Warning: suicide discussed. May trigger some people.
Last week I had a really rough session with V. It’s easier for me to talk about it now, now that I have had some time to put things into perspective, but it is still a very difficult issue for me.
It’s about termination and the end of the work we do together. I don’t remember how V had brought it up because my immediate reaction was an emotional one – an intensely extreme one at that. Almost immediately I accused her of abandoning me. I wanted to bring up rage and anger, but that inevitably led to me breaking down in tears. The fear I felt was cataclysmic. The sadness was overwhelming. I had to leave V’s office to hide in the washroom for a while as the sobbing got the better of me. I was a mess.
V tried hard to let me know this wasn’t going to happen immediately. She said she would be willing to contract for another year, after which we may cut down sessions to fortnightly. It’s a professional relationship, I understood that, but it was tough to hear those words being said.
And no matter how she tried to reassure me she wouldn’t “dump” me, that was all I could hear her say.
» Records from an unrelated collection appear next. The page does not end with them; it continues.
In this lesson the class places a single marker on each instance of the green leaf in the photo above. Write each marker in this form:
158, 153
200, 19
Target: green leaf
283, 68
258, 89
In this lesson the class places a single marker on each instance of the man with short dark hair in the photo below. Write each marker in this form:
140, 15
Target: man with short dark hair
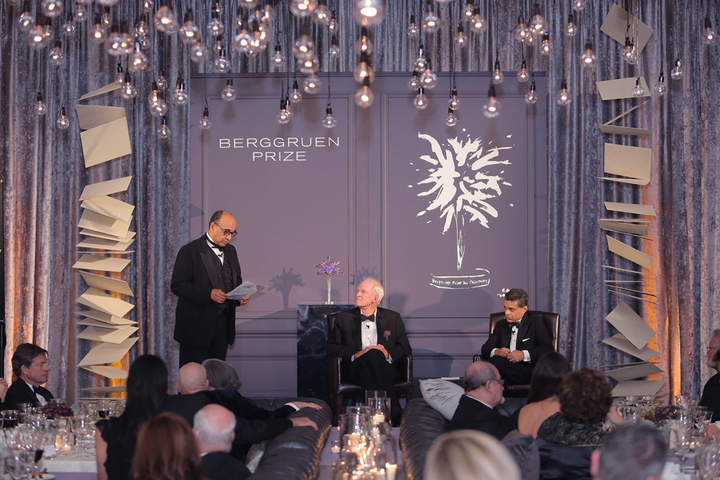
205, 271
634, 451
518, 341
476, 409
30, 366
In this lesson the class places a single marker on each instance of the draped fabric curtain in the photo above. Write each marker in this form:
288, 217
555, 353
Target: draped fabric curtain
44, 174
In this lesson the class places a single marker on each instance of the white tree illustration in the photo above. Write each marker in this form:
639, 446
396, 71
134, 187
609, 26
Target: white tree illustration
458, 176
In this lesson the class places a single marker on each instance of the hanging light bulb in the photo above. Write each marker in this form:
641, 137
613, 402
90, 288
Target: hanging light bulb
460, 38
523, 75
522, 31
660, 87
498, 76
638, 91
368, 12
51, 8
571, 28
413, 29
563, 97
128, 91
164, 130
158, 107
40, 107
493, 107
56, 55
62, 122
199, 52
428, 79
588, 58
312, 84
531, 95
364, 97
420, 100
453, 102
221, 64
329, 121
708, 33
334, 47
431, 22
205, 122
546, 47
179, 95
137, 61
228, 93
189, 31
451, 120
363, 69
478, 23
68, 27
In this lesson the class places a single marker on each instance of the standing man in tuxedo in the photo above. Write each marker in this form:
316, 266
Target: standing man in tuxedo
518, 341
371, 342
205, 270
30, 366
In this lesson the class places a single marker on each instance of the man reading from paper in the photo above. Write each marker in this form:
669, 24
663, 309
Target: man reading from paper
205, 270
518, 341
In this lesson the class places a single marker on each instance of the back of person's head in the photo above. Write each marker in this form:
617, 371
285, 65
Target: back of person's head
214, 427
24, 355
166, 450
147, 385
634, 451
585, 395
469, 455
221, 375
547, 375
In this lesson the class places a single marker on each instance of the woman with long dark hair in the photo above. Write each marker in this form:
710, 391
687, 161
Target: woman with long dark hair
147, 385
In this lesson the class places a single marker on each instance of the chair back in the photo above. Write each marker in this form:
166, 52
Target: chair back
551, 321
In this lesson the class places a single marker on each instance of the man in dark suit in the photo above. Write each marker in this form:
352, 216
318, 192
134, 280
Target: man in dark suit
476, 410
371, 342
30, 366
518, 341
205, 270
214, 429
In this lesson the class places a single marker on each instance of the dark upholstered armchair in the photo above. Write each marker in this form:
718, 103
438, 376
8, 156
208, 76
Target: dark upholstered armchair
340, 387
552, 322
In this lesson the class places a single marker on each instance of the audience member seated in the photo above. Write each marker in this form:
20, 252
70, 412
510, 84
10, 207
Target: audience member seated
542, 400
214, 429
115, 436
166, 450
635, 451
29, 363
476, 410
517, 342
711, 391
567, 439
469, 455
223, 389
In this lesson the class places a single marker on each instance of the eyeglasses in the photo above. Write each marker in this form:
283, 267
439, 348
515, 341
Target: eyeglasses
226, 232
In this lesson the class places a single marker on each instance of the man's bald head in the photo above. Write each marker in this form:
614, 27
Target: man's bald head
192, 378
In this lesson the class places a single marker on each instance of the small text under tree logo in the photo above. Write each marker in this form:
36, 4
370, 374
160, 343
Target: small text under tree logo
462, 181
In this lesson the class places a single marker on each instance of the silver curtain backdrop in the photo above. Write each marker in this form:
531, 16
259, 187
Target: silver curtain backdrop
43, 171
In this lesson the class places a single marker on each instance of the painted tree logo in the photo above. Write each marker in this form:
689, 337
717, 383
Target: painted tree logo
462, 183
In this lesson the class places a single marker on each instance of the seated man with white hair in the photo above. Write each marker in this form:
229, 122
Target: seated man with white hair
214, 429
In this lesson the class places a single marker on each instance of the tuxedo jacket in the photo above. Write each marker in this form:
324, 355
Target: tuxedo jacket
223, 466
194, 277
474, 415
533, 336
20, 392
345, 339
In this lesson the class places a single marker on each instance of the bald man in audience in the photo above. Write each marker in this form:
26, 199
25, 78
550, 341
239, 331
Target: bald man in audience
476, 410
214, 429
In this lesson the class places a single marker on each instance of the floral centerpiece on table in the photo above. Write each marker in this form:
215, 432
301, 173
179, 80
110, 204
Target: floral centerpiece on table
329, 267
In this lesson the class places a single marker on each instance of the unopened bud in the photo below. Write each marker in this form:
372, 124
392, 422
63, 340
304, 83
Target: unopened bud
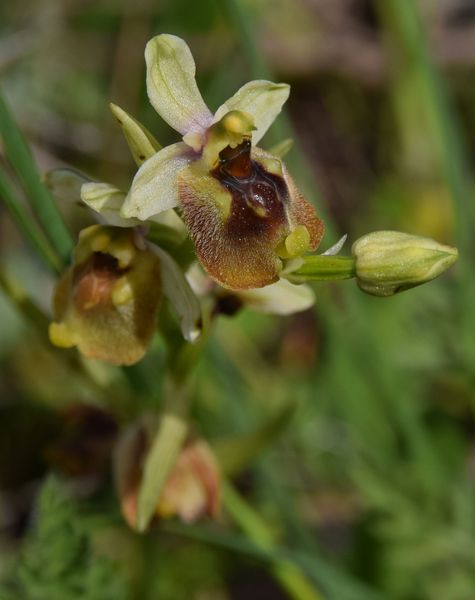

The foundation has to be laid. It is the beginning of the end. It may be another year from now, but the reality does not change, no matter how much I don’t want to hear or talk about it. And for that, she has to prepare me, knowing how hard it would be for me.
After the session, V wanted to make me a cup of tea and suggested that I sat in the waiting room for a while until I felt better. But I left immediately after the session and headed in to work. Throughout the day, I would break down into tears many times. It felt as though my entire world had come to a standstill and I couldn’t breathe, couldn’t imagine ever smiling, living, or eating again. I would call V again in the afternoon, seeking that reassurance that she was still there. Her words would be something I clung onto like a life preserver – “I will not abandon you”.
But that brings little comfort, even though it is enough to preserve my life for now. I cannot expect to be in therapy or to see V for the rest of my life. V works for a public service, and as such, resources are limited. Even though V has reassured me that termination would be made on a clinical basis, I know that there will come a time when it has to be done. Otherwise the ineffectiveness of therapy would have to be declared – to me, this is merely an “out” for those professionals to dump you if you are still not “better”.
This whole week has been rough. I’ve had to consider the thought of existing without V and my conclusion at this point in time is that I cannot do it. If V had meant to dump me in the near future, say next week or next month, I know that the pain of that would drive me to suicide. A year from now? I don’t know, but I’ve lived this entire life fixated on one figure after another and a year from now, I know that an end to my relationship with V will still drive me to suicide.
So this week, my thoughts have hovered almost constantly on ending my life. I have no life without V. How sad is that? That my life has been reduced to my weekly therapy sessions. How shameful is that? My heart agonizes over this, over this insatiable need for care, for validation, for love. My heart is torn, over the shame of it all.
I’ve been pretending to live an independent life when in truth, my entire world rests on one individual. My world is so extremely fragile. If that one individual is removed, my world will collapse. Did that surprise me? Yes. It surprised me a bit. I always knew I was attached to V, but it has struck me a somewhat unexpected blow to come to the realisation that I would need to take my own life if she wasn’t there anymore.
I’m scared. I’m scared about the possibility of this.